To be sure, these are good times for growth-minded remodelers and home improvement entrepreneurs. Whether you specialize in whole-house renovations or you are busy capturing your local market for replacement windows, demand is strong everywhere and in all segments. Proof is also everywhere.
The second quarter update of the Leading Indicator of Remodeling Activity (LIRA) points to an 8.6 percent annual rate at the present time. Similarly, John Burns Real Estate Consulting’s current forecast for the overall economy is at its highest level in nine years. The firm predicts remodeling will grow by 5 percent in 2021, driven by an anticipated 11 percent surge in big-project activity. And there is plenty of proof in the details of this annual ranking of the industry’s largest firms.
Added together, the total remodeling revenue for the 2021 TOP 500 is $13.3 billion, up from 2020 when the tally was $10.6 billion. Jobs are up as well. They hit 1.2 million, up from 1.07 million the year prior. The primary reasons for this surge, which sprang from the tumult of the COVID-19 shutdown, are well-known.
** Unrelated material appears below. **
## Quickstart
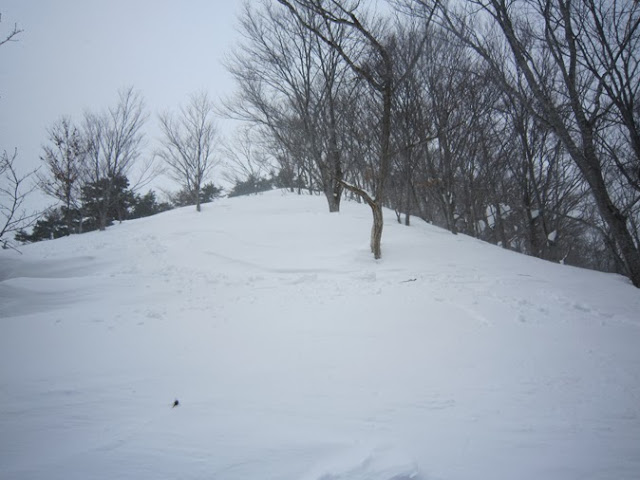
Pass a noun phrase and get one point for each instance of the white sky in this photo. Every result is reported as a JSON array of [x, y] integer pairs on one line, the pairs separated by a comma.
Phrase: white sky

Homeowners saved large amounts of money by not traveling or eating out. They used those funds to improve their homes. Lastly, the government pumped out $6 trillion to support businesses, the unemployed and particularly hard-hit industries in transportation and hospitality. The John Burns team estimates these funds translated to approximately $39,000 to all 129 million households across the country.
For remodelers, the government infusion was a double positive. Homeowners had additional funds to spend on improvements, and their businesses were allowed to tap millions in forgivable loans.
Though not recorded as income that would otherwise show up in the revenue totals for these year-over-year rankings, Paycheck Protection Program (PPP) funds were an important dose of liquidity at a time when huge uncertainties about how to safely conduct business with the public triggered investments in N95 masks and other jobsite protective equipment.
Data from the Treasury Department relating to the first round of PPP funds showed that more than 3,000 remodeling and home improvement firms received more than $150,000 through the program.
Pain and Gain Not Shared Equally
Though today all five primary industry segments are experiencing strong demand in all 50 states, not all fared equally during the pandemic year.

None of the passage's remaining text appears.